Through a new NSF-funded collaborative grant with Gerry Stahl at Drexel university, I am taking advantage of the opportunity to increase the potential impact of this technology by integrating it with his virtual math teams on-line learning environment, which is housed in the Math Forum service that reaches about a million students each month with challenging Problems-of-the-Week as well as other smaller-scale services such as on-line mentoring. Up until now that mentoring has always been by means of human facilitators, but our vision is to greatly expand the potential reach of that service by using our technology to automate the support. In this project we are running a series of design experiments to adapt the conversational agents we have evaluated in more controlled settings in this much less controlled setting, where indeed we see different issues coming up that we did not have to deal with in the past, such as guiding students through a socialization process in which the conversational agents establish an appropriate set of expectations about their role in the conversation and how the interaction with the student groups should go.

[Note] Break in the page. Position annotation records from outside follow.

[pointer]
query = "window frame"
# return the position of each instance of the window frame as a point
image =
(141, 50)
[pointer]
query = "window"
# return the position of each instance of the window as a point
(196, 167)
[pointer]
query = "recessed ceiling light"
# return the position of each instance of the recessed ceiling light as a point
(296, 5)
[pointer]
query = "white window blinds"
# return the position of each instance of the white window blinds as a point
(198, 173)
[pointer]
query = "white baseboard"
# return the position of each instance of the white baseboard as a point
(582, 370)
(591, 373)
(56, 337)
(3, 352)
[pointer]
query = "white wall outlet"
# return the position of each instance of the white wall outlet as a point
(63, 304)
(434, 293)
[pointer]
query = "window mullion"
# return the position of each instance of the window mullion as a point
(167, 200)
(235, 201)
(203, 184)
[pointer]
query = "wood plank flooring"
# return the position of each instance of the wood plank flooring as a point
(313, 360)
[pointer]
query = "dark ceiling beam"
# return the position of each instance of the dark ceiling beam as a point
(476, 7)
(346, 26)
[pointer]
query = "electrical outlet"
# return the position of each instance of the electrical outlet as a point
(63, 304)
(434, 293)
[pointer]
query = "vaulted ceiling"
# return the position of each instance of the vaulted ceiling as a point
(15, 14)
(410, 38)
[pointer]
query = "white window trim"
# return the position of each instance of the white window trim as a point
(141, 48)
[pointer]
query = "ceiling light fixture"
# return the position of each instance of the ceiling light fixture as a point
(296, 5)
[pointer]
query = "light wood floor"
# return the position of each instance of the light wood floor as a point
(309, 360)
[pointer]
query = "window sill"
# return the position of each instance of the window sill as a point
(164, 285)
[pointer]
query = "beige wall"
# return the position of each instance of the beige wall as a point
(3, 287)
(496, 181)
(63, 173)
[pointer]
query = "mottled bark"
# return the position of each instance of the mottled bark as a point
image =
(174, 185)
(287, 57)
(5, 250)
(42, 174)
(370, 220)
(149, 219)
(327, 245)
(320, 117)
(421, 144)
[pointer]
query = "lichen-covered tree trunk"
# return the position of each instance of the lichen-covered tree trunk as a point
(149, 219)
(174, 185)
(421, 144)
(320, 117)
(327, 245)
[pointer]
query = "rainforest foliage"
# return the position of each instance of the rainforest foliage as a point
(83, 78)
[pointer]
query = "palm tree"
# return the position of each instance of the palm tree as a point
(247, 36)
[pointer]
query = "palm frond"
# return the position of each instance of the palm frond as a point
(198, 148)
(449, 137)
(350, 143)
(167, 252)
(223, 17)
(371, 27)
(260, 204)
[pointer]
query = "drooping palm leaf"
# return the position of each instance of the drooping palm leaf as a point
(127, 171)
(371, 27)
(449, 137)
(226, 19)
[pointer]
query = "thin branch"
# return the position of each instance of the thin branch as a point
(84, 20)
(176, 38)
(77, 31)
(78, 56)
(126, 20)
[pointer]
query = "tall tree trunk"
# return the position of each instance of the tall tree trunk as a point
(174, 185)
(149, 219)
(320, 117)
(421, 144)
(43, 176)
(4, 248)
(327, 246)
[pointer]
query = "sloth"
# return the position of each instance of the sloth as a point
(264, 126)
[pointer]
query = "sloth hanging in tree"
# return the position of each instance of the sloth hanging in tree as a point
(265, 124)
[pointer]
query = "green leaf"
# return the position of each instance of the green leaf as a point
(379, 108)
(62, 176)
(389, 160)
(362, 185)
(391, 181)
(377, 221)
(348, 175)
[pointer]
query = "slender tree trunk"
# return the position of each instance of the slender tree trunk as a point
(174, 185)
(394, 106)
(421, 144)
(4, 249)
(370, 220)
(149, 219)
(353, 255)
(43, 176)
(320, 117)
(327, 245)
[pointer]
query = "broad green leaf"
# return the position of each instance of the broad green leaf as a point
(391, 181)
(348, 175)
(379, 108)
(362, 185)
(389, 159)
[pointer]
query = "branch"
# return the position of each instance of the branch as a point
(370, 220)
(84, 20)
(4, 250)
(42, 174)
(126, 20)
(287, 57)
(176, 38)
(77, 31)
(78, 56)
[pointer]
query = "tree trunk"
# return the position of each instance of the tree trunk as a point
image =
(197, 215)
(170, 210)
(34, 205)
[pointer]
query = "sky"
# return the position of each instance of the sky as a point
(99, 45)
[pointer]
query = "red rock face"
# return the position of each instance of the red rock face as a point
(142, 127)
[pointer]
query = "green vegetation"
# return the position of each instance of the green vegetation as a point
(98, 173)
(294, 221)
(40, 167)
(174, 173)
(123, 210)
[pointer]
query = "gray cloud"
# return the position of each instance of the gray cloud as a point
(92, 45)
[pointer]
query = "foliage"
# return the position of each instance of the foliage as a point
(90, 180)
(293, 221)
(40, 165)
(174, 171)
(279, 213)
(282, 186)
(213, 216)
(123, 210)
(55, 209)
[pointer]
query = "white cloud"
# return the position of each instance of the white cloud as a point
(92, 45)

As an outgrowth of the work on environments for supporting collaboration, I have begun a collaboration with Bob Frederking and Alan Black in connection with the 9-1-1 project. When someone dials 9-1-1, they engage in a collaborative process that requires an extreme level of efficiency and a high level of coordination between a complex distributed team of emergency professionals. What further complicates the process is that in many localities, the call centers often receive emergency calls in languages other than English, primarily Spanish. Building on my group’s success with building dialogue agents that facilitate communication in distributed on-line collaborative learning applications, our vision is to create a new generation of multi-lingual dialogue translation agents that are capable of acting as facilitators in conversations between humans who do not speak the same language. The dialogue agent assists in the communication between the two humans without taking control away from the humans. A positive aspect of this solution is that it retains the human being in the dialogue loop, which may be important to people in a crisis situation. Having the person in the loop allows us to make use of the human call-taker’s domain reasoning skills in addition to putting the caller at ease. Another advantage is that the human in control of the situation remains a professional emergency professional rather than a professional translator. If as we hope this research eventually leads to deployable speech translation systems for 9-1-1 dispatching centers, such centers will be much better equipped for dealing with large scale emergencies. As a team, through PhD student Rohit Kumar’s lab project, we developed a prototype 9-1-1 system, using the Basilica architecture. We are continuing to seek funding for this collaborative effort.